At the same time, it can often be difficult to disentangle the comic from the serious in Immendorff’s early works. We can forget the political ferment that spread across Europe in the late 1960s, and like many of his contemporaries, Immendorff was deeply opposed to the Vietnam War, as well as to the socioeconomic establishment that he felt it benefited. But in choosing the image of a chubby-cheeked baby “as a sign of love and peace,” as he wrote, he was able to keep his contemporaries (and present-day viewers) a little off-balance.
The young Immendorff invented nothing less than an alternative reality for himself. He called this imaginary domain “LIDL,” which—with deliberate absurdity—was a neologism derived from baby talk and the sound of a baby’s rattle. In 1968 he set up a LIDL-Academy within the Düsseldorf art school, and managed to get himself expelled. (Of course, Beuys, already the subject of a complaint by ten of his academic colleagues, stood by him.)
In anticipation of the 1972 Olympic Games being planned in Munich, Immendorff fantasized a sports team. He produced a runner’s outfit, flags, banners, and a small gouache in which he exhorted the young people of the world to bring sand to Munich to extinguish the Olympic Flame. He attempted to extend the parliament building in Bonn to include a LIDL-Room. This gesture was recorded on film, which, transferred to video, is one of the most poignant pieces in this show. It reveals the young artist attempting to erect a rudimentary tent while being apprehended by officials and uniformed police officers. It will lift the spirits of anyone who recalls the golden age of politically engaged performance art.

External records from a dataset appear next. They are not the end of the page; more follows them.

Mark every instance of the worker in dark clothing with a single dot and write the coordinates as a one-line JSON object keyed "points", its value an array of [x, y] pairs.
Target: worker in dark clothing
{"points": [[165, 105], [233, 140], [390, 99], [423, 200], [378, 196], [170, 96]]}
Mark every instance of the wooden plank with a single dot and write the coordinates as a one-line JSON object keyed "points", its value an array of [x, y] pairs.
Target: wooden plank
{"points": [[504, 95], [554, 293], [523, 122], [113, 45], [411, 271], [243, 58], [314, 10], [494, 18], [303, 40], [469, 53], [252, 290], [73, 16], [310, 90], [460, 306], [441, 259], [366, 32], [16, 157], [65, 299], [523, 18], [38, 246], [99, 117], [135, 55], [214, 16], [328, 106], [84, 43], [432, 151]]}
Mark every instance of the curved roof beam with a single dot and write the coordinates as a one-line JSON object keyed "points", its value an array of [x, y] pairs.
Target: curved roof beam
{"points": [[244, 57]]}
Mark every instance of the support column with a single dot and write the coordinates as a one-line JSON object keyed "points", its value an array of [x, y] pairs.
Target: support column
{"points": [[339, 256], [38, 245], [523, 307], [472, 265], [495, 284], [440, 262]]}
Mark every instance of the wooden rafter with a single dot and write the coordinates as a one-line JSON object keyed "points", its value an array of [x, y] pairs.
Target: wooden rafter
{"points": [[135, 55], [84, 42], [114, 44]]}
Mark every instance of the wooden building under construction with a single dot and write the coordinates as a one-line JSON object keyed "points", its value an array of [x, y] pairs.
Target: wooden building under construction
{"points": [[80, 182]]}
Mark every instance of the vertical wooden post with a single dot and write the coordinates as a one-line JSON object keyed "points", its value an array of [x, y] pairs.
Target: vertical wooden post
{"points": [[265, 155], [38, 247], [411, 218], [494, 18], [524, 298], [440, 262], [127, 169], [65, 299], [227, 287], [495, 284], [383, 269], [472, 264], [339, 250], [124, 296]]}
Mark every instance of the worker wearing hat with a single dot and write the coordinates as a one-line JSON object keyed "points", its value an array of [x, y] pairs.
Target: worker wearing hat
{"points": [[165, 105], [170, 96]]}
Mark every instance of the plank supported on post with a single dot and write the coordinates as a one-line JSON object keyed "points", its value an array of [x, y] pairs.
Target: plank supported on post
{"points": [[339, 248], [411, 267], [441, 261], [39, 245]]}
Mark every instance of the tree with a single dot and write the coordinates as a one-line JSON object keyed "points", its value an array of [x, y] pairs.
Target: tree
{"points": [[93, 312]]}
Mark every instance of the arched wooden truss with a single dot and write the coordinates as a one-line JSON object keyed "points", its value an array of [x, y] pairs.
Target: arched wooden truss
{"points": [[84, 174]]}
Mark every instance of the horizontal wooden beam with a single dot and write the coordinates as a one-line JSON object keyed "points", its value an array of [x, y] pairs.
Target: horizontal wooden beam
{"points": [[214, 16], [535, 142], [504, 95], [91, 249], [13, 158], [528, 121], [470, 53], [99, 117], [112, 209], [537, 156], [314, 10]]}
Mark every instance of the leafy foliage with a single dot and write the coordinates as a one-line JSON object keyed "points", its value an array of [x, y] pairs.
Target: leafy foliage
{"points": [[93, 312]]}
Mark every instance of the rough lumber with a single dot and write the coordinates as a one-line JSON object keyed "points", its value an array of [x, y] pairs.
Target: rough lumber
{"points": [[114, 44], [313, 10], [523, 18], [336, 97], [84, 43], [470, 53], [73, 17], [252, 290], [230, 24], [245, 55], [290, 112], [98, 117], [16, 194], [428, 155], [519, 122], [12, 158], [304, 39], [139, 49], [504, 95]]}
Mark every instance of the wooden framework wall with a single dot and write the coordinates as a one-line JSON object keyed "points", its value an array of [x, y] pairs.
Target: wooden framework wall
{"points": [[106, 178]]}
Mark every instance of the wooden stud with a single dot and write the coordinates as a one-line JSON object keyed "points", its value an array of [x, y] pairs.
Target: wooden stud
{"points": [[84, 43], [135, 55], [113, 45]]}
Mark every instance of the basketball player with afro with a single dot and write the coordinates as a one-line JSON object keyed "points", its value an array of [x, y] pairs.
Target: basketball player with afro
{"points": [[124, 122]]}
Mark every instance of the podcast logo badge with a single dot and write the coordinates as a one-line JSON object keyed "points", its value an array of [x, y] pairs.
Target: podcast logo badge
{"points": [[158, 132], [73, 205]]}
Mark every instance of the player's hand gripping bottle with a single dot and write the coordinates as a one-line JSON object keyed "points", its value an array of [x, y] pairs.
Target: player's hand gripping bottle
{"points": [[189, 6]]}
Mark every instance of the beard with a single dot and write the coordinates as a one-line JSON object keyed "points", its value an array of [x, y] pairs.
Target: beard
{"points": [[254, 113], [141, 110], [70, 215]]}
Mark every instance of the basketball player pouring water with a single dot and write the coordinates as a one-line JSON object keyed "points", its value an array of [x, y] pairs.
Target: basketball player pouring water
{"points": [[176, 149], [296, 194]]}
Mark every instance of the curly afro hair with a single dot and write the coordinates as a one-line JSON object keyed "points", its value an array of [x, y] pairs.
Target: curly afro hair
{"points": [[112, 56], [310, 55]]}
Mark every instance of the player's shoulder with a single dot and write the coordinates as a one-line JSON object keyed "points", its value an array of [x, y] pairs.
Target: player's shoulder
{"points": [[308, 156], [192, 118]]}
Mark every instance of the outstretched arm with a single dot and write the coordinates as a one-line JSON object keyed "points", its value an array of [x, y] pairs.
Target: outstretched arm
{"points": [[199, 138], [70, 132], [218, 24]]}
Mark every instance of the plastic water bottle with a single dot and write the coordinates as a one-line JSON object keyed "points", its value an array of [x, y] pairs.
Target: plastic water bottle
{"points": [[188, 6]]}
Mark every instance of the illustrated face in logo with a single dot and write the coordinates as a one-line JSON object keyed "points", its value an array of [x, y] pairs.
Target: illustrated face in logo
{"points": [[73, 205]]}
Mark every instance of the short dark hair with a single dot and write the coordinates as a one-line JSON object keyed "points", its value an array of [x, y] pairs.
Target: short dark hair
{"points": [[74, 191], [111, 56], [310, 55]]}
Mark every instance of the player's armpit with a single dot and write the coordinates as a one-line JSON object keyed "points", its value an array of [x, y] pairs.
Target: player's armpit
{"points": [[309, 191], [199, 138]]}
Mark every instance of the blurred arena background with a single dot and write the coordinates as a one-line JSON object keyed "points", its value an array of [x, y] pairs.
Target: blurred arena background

There are many strands that we can tease out of these “LIDL” works that link them to the far more celebrated paintings that Immendorff made a decade and more later. There is the same concern with German national identity, the same iconoclasm, and even the same taste for the outspoken gesture. However, there is an innocence about these earlier works as well as an absence of self-seriousness that give them their own special character. Some gallery-goers might even prefer them.